Summerlin had initially reported that tissue kept in organ culture for a period of time could then be transplanted without rejection into another animal. When these findings werent replicated by others at Sloan Kettering, Peter Medawar, another scientist, suggested that Summerlin had performed this experiment on a heterozygous mouse, one with chromosomes from both white and black parents.
In other words, if the black mouse had one white parent and one black parent, a successful skin graft from a white mouse would come as no surprise. On the other hand, if Summerlin could produce a white mouse with a successful skin graft from a black mouse, he would have a significant result, because white mice are homozygous, they can only come from two white parents.
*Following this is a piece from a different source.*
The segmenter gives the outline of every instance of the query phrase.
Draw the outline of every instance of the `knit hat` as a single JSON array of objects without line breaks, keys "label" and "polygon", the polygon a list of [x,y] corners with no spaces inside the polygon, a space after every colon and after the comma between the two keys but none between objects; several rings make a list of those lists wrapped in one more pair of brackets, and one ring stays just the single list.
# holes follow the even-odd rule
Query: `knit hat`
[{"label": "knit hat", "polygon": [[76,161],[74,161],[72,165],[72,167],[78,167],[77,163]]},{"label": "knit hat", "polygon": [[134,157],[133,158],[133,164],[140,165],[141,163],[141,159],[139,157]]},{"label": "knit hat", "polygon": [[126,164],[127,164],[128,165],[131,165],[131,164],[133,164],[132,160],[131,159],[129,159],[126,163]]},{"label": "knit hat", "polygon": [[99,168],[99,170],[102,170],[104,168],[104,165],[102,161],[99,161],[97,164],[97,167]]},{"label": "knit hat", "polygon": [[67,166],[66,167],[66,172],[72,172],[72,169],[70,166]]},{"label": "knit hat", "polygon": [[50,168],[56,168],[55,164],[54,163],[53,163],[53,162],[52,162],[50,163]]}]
When challenged, Summerlin was forced to either produce a white mouse with a black patch or admit his failure. For this reason he used a felt pen to mark black patches on the backs of two white mice. Summerlin met with his superior, Rober Good, who was considering publication of a retraction. Although Good did not view the mice, the patches were later discovered in the animal facility. Summerlin was suspended soon after.
Eventually, Summerlin argued that he perpetrated the fraud because of a lapse in judgment during a period of time in which he suffered acute mental exhaustion, brought on by extreme professional and personal stress. An investigating committee stated that, for whatever reason, Dr. Summerlins behavior represented irresponsible conduct that was incompatible with discharge of his responsibilities in the scientific community. The committee recommended that Dr. Summerlin be offered a medical leave of absence, to alleviate his situation, which may have been exacerbated by pressure of the many obligations which he voluntarily undertook.
References
1. Joseph Hixson, The Patchwork Mouse, (Anchor Press, New York, 1976).